Slated for July 31, World Ranger Day will see 150 ranger teams across Kenya and other 15 African countries including Cote d’Ivoire, Gambia and Nigeria join hands with their counterparts in Africa to support the 2022 event.

This year’s race day will coincide with the African Ranger Congress taking place in Kasane, Botswana, at which Tusk and its partners, the Game Rangers’ Association of Africa, and NATURAL STATE, intend to bring together delegates to take part in the Challenge, with a view to setting a new Guinness World Record for the fastest half marathon carrying 22kg.

The race will be accompanied by a series of mental and physical challenges, with the public in Africa and around the world encouraged to participate alongside the rangers. A new element this year will be a mini challenge for ranger teams with canine units, in which dogs and handlers will demonstrate their tracking skills. Find out more, donate to the cause and sign up to run in solidarity with Africa’s rangers at

The Challenge

The Wildlife Ranger Challenge was established in 2020 at the onset of the COVID-19 pandemic to alleviate some of the devastating effects that the virus was having on the livelihoods of Wildlife Rangers throughout Africa and the animals they were responsible for protecting.

This year’s Wildlife Ranger Challenge will have a bigger impact than ever before. The Challenge will seek to correct misconceptions of the role of rangers and support the development of the entire “rangering” profession. To support this goal, Mark Scheinberg and the Scheinberg Relief Fund, the Challenge’s founding donor, has generously committed $1 million in match-funding in support of rangers, on top of the total $6.5 million to the campaign to date.

Rangers seek Sh500m by September to protect iconic wildlife

Mark Scheinberg, Scheinberg Relief Fund says: “We’re extremely proud to be supporting the Wildlife Ranger Challenge in its third year and highlighting the varied role of rangers in Africa. It was a personal pleasure and honour to meet dozens of rangers in Kenya last year – truly local heroes.

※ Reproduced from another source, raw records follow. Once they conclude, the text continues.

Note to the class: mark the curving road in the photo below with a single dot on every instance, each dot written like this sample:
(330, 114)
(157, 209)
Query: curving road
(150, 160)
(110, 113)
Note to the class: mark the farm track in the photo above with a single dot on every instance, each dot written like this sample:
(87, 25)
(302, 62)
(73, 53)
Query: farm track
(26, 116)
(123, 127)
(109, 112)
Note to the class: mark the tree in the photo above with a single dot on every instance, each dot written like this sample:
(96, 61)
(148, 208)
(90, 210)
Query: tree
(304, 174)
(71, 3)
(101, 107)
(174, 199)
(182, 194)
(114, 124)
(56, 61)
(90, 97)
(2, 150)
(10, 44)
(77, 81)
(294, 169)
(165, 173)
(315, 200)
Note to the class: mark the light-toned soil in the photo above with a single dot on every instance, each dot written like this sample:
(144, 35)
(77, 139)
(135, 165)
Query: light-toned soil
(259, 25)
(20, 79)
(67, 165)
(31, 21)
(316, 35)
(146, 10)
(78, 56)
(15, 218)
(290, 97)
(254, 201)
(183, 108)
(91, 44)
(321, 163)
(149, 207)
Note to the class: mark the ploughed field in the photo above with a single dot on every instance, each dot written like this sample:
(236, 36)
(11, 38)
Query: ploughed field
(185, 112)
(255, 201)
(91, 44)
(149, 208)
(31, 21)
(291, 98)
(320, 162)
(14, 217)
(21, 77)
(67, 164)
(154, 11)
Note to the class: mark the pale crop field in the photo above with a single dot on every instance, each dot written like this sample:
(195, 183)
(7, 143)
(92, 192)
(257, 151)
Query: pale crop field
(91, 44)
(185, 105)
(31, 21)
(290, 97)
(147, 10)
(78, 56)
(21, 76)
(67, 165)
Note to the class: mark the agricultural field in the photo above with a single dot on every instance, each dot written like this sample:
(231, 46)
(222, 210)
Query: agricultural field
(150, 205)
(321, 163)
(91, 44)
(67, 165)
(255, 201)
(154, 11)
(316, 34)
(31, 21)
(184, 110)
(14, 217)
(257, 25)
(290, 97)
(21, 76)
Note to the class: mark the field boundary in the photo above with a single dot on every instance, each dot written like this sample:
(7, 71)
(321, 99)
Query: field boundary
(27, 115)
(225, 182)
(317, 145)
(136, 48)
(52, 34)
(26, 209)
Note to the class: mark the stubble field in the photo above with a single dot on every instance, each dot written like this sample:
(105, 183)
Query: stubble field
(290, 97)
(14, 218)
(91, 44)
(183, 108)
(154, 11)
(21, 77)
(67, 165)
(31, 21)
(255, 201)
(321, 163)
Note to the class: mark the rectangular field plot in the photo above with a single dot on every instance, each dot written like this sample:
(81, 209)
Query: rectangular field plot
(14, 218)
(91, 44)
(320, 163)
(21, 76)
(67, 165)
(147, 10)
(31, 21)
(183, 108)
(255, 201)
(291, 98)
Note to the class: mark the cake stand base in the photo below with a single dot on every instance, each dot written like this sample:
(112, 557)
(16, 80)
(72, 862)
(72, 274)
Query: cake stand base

Without their daily dedication, wildlife in the region and across Africa would not survive. I encourage anyone who wants to preserve African wildlife and support the men and women that protect them, to join this year’s Wildlife Ranger Challenge.”

A survey conducted by Tusk at the recent Tusk Conservation Symposium found that the top five threats to conservation over the next ten years include habitat loss, human-wildlife conflict, and climate change. The skills needed to meet these challenges are indicative of the changing role of wildlife rangers. Yet, despite the multifaceted nature of the job, rangers are often misunderstood as just a man with a gun chasing poachers.

The Wildlife Ranger Challenge 2022 will spotlight the ever-diversifying role of rangers to demonstrate their broad roles as conservationists, teachers, community support workers and leaders, contributing not just to protecting wildlife and supporting their immediate communities, but to global UN Sustainable Development Goals.

As the Challenge develops, it aims to become a movement to drive the recognition of rangering as a profession, build camaraderie amongst rangers and their colleagues across borders, and drive improvements for the welfare of rangers in the field across Africa.

Benson Kanyembo, Law Enforcement Adviser for Conservation South Luangwa (Zambia) says: “The threats facing wildlife and the natural world are only growing. As well as poaching, these days we also have to improve human-wildlife coexistence while at the same time addressing the impacts of climate change and population growth on land use. As rangers, we’re doing more than ever to protect Africa’s wildlife, despite the funding challenges created by COVID-19. To ensure we can continue securing a future for Africa’s wildlife, we need greater support as we not only rebuild post pandemic but develop and expand our impact.”